Ability to Rename Datasets - Rename datasets directly from the UI, making it easier to organize and manage your evaluation datasets.

📈 Experiment Updates

We’ve made significant improvements to experiment management and analysis:

Experiment-Level Metrics - Compute experiment-level metrics (as opposed to experiment-item-level metrics) for better insights into your evaluation results. Read more in the experiment-level metrics documentation.
Rename Experiments & Metadata - Update experiment names and metadata config directly from the dashboard, giving you more control over experiment organization.
Token & Cost Columns - Token usage and cost are now surfaced in the experiment items table for easy scanning and cost visibility.

Experiments page showing experiment-level metrics, graphs, and experiment items table with token and cost columns

🎮 Playground Improvements

We’ve made the Playground more powerful and easier to use for non-technical users:

Easy Navigation from Playground to Dataset and Metrics - Quick navigation links from the playground to related datasets and metrics, streamlining your workflow.
Advanced filtering for Playground Datasets - Filter playground datasets by tags and any other columns, making it easier to find and work with specific dataset items.
Pagination for the Playground - Added pagination support to handle large datasets more efficiently in the playground.
Added Experiment Progress Bar in the Playground - Visual progress indicators for running experiments, giving you real-time feedback on experiment status.
Added Model-Specific Throttling and Concurrency Configs in the Playground - Configure throttling and concurrency settings per model in the playground, giving you fine-grained control over resource usage.

🚨 Enhanced Alerts

We’ve expanded alert capabilities with threshold support:

Added Threshold Support for Trace and Thread Feedback Scores - Configure thresholds for feedback scores on traces and threads, enabling more precise alerting based on quality metrics.
Added Threshold to Trace Error Alerts - Set thresholds for trace error alerts to get notified only when error rates exceed your configured limits.
Trigger Experiment Created Alert from the Playground - Receive alerts when experiments are created directly from the playground.

🤖 Opik Optimizer Updates

Significant enhancements to the Opik Optimizer:

Cost and Latency Optimization Support - Added support for optimizing both cost and latency metrics simultaneously. Read more in the optimization metrics documentation.
Training and Validation Dataset Support - Introduced support for training and validation dataset splits, enabling better optimization workflows. Learn more in the dataset documentation.
Example Scripts for Microsoft Agents and CrewAI - New example scripts demonstrating how to use Opik Optimizer with popular LLM frameworks. Check out the example scripts.
UI Enhancements and Optimizer Improvements - Several UI enhancements and various improvements to Few Shot, MetaPrompt, and GEPA optimizers for better usability and performance.

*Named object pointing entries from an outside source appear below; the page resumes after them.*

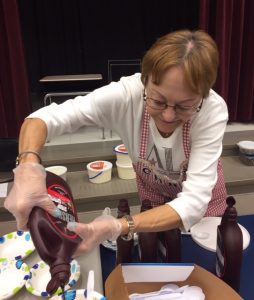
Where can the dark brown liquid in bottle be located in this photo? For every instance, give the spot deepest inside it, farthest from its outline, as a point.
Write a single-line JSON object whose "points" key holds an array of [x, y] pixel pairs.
{"points": [[172, 243], [125, 249], [148, 241], [229, 250], [53, 241]]}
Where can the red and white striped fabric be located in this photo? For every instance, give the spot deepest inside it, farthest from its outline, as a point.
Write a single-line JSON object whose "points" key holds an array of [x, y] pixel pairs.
{"points": [[160, 188]]}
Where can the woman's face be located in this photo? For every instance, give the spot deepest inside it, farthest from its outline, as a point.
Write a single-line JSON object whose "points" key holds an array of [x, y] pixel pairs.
{"points": [[182, 103]]}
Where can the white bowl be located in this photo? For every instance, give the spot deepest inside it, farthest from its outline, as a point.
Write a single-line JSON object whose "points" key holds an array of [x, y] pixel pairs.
{"points": [[99, 171], [125, 171], [78, 295], [40, 276], [122, 155], [246, 147], [58, 170]]}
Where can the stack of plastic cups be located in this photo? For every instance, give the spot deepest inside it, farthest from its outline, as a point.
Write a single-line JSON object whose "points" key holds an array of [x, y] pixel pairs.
{"points": [[99, 171], [123, 162]]}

🎨 User Experience Enhancements

Improved usability across the platform:

Added has_tool_spans Field to Show Tool Calls in Thread View - Tool calls are now visible in thread views, providing better visibility into agent tool usage.
Added Export Capability (JSON/CSV) Directly from Trace, Thread, and Span Detail Views - Export data directly from detail views in JSON or CSV format, making it easier to analyze and share your observability data.

🤖 New Models!

Expanded model support:

Added Support for Gemini 3 Pro, GPT 5.1, OpenRouter Models - Added support for the latest model versions including Gemini 3 Pro, GPT 5.1, and OpenRouter models, giving you access to the newest AI capabilities.

And much more! 👉 See full commit log on GitHub

Releases: 1.9.18, 1.9.19, 1.9.20, 1.9.21, 1.9.22, 1.9.23, 1.9.25, 1.9.26, 1.9.27, 1.9.28, 1.9.29, 1.9.31, 1.9.32, 1.9.33, 1.9.34, 1.9.35, 1.9.36, 1.9.37, 1.9.38, 1.9.39, 1.9.40

November 18, 2025

Here are the most relevant improvements we’ve made since the last release:

📊 More Metrics!

We have shipped 37 new built-in metrics, faster & more reliable LLM judging, plus robustness fixes.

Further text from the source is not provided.